ロックをかける媒体は、ボーリング孔30の上部から環状の溝32に流体媒体で直接供給する
こともできる。 代替的に、ロックをかける媒体は、本体の細い部分3の下部から環状の溝
32に流体媒体で供給することもできる。 アンカーパイル2の本体の細い部分3は、
図4~図
8に示すように、本質的に管状の中空体として形成され、ロックをかける媒体は、中空の
管状の主本体3を通して孔30の内部から圧送される流体および/または堆積物として提供
される。
図4から
図8に示すように、本体の細い部分3は、任意の感覚でポート14a、14b、14cが設置
されている。 各ポート14a、14b、14cは、本体の細い部分3の内部容積と隣接する環状隙
間32との間に流体連通を確立するように構成されている。 ロックをかける媒体は、本体
の細い部分3を通して流体媒体で環状の溝に供給されてもよい。 図示の実施形態では、ロ
ックをかける媒体は、本体の細い部分3(例えば中空の管状本体)の上端4から下端5に向
かって供給される。 流体は、例えば、ポート14a、14b、14cを通して本体3の内部容積を
通して、環状隙間32に流体媒体中のロックをかける媒体を供給するためにポンプで送り込
むことができる。
図6~
図8を参照すると、ポート14a、14b、14cの大きさは、本体の細い部分3の下端5から
離れるにつれて小さくなることが分かる。 本体の細い部分3の下端5に向かって設けられ
たポート14a(
図6参照)は、本体の細い部分3の中央領域に向かって設けられたポート14b
(
図7参照)よりも寸法が大きい。 さらに、(
図7参照)本体の細い部分3の中央領域に向
かって設けられたポート14bは、(
図8参照)本体の細い部分3の上端4に向かって設けられ
たポート14cよりも寸法が大きい。 この配置により、本発明のアンカーシステム1は、ロ
ックをかける媒体が、アンカーパイル2の下端部5からアンカーパイル2の上端部に向かっ
て順次上方に優先的かつ順次に、ボーリング孔30、および環状隙間(単数または複数)32
を充填するように提供される独特の流体配置方法を提供することが可能になる。これによ
り、供給されたロックをかける媒体は、本体の細い部分3の下端5に向かって配置された最
大のポート14aを通って本体の細い部分3から優先的排出される。 ロックをかける媒体が
、本体の細い部分3の下端5に向かって最も大きいポート14aまたはそれに隣接した環状の
溝32を満たすと、増大した圧力により、ロックをかける媒体は、本体の細い部分3に沿っ
てその上端4に向かう方向にさらに設けられたわずかに小さいポート14bを通って出る。

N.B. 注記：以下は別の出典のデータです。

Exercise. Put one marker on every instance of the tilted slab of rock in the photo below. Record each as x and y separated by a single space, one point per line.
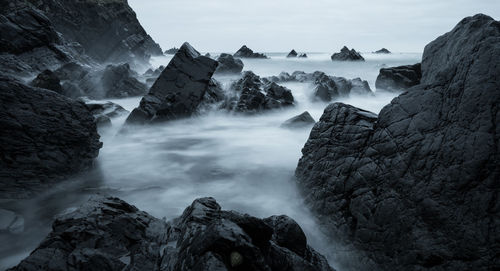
399 78
108 233
179 90
44 137
417 188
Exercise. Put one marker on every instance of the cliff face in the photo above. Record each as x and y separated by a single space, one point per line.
417 187
108 30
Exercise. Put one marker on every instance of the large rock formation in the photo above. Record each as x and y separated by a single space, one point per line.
252 95
109 233
229 65
179 90
347 55
417 188
245 52
108 30
399 78
44 137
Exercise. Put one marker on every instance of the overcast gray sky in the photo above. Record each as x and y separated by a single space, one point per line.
306 25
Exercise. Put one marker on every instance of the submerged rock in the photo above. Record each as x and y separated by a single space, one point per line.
416 187
228 64
109 232
300 121
179 89
245 52
399 78
49 137
347 55
292 53
383 51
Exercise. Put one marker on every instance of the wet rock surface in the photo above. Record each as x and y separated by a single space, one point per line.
109 232
179 90
417 187
347 55
229 65
245 52
45 137
399 78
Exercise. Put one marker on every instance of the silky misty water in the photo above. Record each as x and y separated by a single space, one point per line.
246 163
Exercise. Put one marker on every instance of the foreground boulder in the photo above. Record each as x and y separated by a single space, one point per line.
45 137
300 121
245 52
347 55
229 65
416 188
252 95
108 232
399 78
179 90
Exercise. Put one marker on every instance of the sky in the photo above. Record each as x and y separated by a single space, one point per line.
305 25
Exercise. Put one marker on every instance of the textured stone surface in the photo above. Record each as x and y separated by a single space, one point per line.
245 52
179 90
417 188
107 233
229 64
399 78
347 55
43 137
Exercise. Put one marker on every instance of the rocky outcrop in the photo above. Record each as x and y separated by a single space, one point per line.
417 187
245 52
109 232
399 78
45 137
171 51
252 95
382 51
179 90
347 55
292 53
108 30
229 65
301 121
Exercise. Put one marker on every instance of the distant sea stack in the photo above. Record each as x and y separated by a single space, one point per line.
245 52
347 55
416 187
383 51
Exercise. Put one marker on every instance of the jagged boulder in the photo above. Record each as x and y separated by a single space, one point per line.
245 52
179 90
303 120
417 187
399 78
45 137
229 65
108 232
347 55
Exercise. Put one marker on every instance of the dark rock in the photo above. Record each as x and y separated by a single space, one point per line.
300 121
119 81
347 55
108 232
245 52
179 89
399 78
229 64
292 54
383 51
254 95
108 30
45 137
171 51
48 80
417 187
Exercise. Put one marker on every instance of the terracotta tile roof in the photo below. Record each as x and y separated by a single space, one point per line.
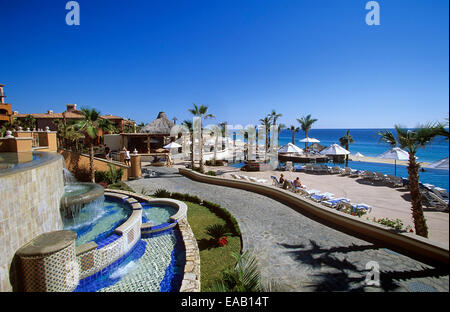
69 115
111 117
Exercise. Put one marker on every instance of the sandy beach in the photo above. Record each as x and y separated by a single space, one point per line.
386 202
383 161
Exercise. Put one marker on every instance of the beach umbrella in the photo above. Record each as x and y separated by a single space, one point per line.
440 164
395 153
290 148
334 149
309 140
172 145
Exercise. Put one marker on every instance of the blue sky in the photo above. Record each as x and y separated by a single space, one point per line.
240 58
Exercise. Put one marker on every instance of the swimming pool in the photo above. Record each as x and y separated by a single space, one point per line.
98 219
157 214
436 177
154 264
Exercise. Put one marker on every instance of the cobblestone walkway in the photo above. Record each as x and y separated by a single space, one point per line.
300 254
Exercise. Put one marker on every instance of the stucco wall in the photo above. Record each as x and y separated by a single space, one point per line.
29 206
80 162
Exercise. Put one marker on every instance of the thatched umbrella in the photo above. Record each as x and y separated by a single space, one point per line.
161 125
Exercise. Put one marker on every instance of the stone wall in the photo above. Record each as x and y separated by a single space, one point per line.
29 206
77 163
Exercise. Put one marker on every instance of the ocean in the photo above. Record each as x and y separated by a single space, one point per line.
366 142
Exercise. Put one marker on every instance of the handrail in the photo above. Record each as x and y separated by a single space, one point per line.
412 245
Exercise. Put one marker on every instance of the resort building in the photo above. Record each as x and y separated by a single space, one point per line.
5 109
150 139
71 114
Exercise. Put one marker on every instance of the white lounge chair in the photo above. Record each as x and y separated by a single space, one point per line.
347 171
308 168
378 176
276 182
441 193
332 203
336 170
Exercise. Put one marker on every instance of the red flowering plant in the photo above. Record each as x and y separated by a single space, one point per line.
222 242
104 184
219 233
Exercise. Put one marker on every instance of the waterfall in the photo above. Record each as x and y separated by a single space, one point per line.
68 177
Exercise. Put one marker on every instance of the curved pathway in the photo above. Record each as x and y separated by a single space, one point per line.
300 254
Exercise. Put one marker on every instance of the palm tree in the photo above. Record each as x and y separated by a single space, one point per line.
140 126
215 131
202 112
266 123
274 117
28 122
188 125
345 141
306 123
294 129
280 128
411 141
244 277
89 126
105 126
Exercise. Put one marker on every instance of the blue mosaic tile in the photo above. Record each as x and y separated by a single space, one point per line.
102 278
173 276
106 241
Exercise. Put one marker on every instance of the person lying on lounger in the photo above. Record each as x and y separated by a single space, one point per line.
298 183
282 179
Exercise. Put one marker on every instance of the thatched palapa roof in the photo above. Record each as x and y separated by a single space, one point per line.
161 125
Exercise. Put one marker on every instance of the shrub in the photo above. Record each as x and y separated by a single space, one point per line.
178 196
192 198
161 193
198 170
112 176
121 186
396 224
224 214
218 232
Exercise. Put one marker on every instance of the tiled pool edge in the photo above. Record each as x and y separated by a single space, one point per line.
191 278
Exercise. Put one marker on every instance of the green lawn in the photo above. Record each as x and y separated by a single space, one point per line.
213 260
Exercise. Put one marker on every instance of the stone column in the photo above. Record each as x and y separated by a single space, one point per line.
47 264
135 170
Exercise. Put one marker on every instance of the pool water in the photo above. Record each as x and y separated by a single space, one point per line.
157 213
97 220
155 264
436 177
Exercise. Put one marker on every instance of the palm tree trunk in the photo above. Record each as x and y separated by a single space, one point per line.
201 151
192 150
416 198
306 135
91 162
346 156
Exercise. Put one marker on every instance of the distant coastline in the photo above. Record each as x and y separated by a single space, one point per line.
384 161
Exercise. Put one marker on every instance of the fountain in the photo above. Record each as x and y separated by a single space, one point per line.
80 196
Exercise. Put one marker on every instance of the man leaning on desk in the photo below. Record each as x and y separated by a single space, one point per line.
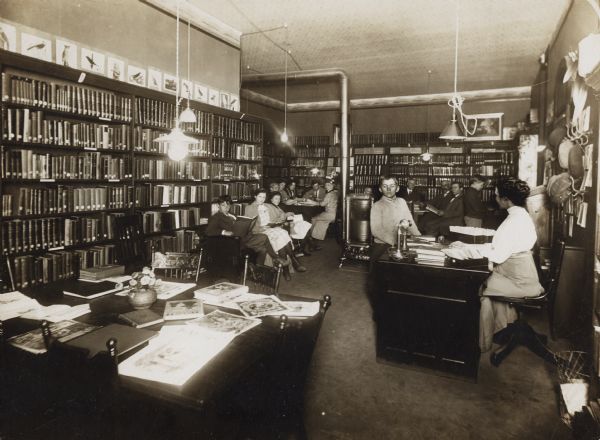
386 213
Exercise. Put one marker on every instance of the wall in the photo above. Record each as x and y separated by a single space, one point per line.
132 30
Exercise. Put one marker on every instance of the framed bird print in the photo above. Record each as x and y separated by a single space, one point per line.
200 93
187 89
115 69
92 61
8 37
234 102
36 47
154 79
136 75
213 97
169 83
65 53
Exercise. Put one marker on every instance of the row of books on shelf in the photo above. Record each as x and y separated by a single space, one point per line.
306 162
144 140
369 159
179 241
235 190
237 129
52 232
156 195
162 114
24 89
235 170
26 164
161 221
63 199
391 138
376 170
28 270
147 168
225 149
310 151
30 126
310 141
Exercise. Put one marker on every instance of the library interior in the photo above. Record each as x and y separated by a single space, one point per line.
307 219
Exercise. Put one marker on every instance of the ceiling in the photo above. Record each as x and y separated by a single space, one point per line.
388 46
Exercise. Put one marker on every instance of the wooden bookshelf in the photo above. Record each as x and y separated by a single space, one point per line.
78 151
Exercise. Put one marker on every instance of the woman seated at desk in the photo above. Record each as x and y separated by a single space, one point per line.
514 273
265 224
221 223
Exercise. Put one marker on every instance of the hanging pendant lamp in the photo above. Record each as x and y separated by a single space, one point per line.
178 142
188 115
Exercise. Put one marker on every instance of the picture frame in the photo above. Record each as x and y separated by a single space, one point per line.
487 126
170 83
115 69
92 61
201 93
8 36
36 47
136 75
66 53
154 79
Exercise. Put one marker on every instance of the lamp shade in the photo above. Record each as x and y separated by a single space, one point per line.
452 132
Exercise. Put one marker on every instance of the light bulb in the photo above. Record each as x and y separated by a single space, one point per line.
177 150
187 116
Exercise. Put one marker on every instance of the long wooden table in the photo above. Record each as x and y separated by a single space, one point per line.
428 316
255 383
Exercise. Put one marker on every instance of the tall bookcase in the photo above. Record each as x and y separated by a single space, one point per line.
457 161
78 151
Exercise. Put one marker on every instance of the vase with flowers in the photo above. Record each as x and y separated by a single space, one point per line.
142 288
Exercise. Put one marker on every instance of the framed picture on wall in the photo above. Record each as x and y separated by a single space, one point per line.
36 47
66 53
8 37
201 93
154 79
92 60
486 126
136 75
115 69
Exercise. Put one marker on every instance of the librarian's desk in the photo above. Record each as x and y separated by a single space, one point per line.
428 316
254 387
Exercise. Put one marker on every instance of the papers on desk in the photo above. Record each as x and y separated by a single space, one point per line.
176 354
14 304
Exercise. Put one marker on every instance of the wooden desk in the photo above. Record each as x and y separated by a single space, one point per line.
428 315
254 375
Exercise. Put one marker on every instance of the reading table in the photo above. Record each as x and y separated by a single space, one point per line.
254 388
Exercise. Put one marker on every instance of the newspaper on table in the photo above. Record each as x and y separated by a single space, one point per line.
176 354
223 322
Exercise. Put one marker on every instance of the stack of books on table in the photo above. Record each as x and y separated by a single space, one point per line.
428 253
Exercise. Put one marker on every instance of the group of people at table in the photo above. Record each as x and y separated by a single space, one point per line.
514 273
270 233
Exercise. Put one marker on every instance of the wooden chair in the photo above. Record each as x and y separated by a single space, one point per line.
261 279
129 233
520 332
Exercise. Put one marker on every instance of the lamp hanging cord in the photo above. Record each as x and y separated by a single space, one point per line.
456 101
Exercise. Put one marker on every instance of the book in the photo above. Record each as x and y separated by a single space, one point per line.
224 322
101 272
141 318
90 290
127 338
183 309
433 209
271 305
33 341
221 292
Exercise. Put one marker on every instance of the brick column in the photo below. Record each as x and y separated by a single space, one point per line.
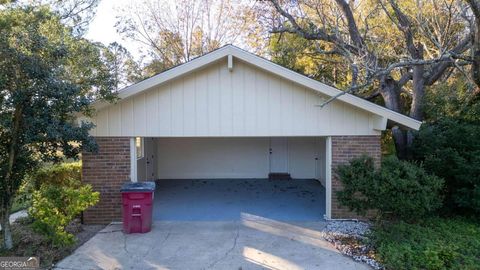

ロックをかける媒体がわずかに小さいポート14bまたはそれに隣接する環状の溝32を充填
するにつれて、増大した圧力は、ロックをかける媒体を、本体の細い部分3に沿ってその
上端4に向かう方向に配置された次第に小さいポート16cを通って出口に出させ、隣接する
環状の溝32を順次充填する。
したがって、本発明は、本体の細い部分3の長さ方向に沿って配置された複数の支承部と
、ボーリング孔30の隣接部分との間に形成される環状の間隙を効率的かつ確実に埋めるた
めに使用することができるアンカーシステム1を提供するものである。 本発明は、アンカ
ーパイル2を孔30内の所定位置に確実に固定することができる。
一旦しっかりと固定されると、アンカーパイル2の上端4に取り付けられた係留索40は十分
な張力を受け、
図10に示すように、周囲の土壌構造を徐々に切断してカテナリー曲線を形
成することができる。 その結果、本体の細い部分は軸力の減少を経験し、装置全体が損
傷を受ける危険性が著しく減少する。 本発明を主に海底用途を参照して説明してきたが
、当業者には、本発明がこれに限定されないことが理解されよう。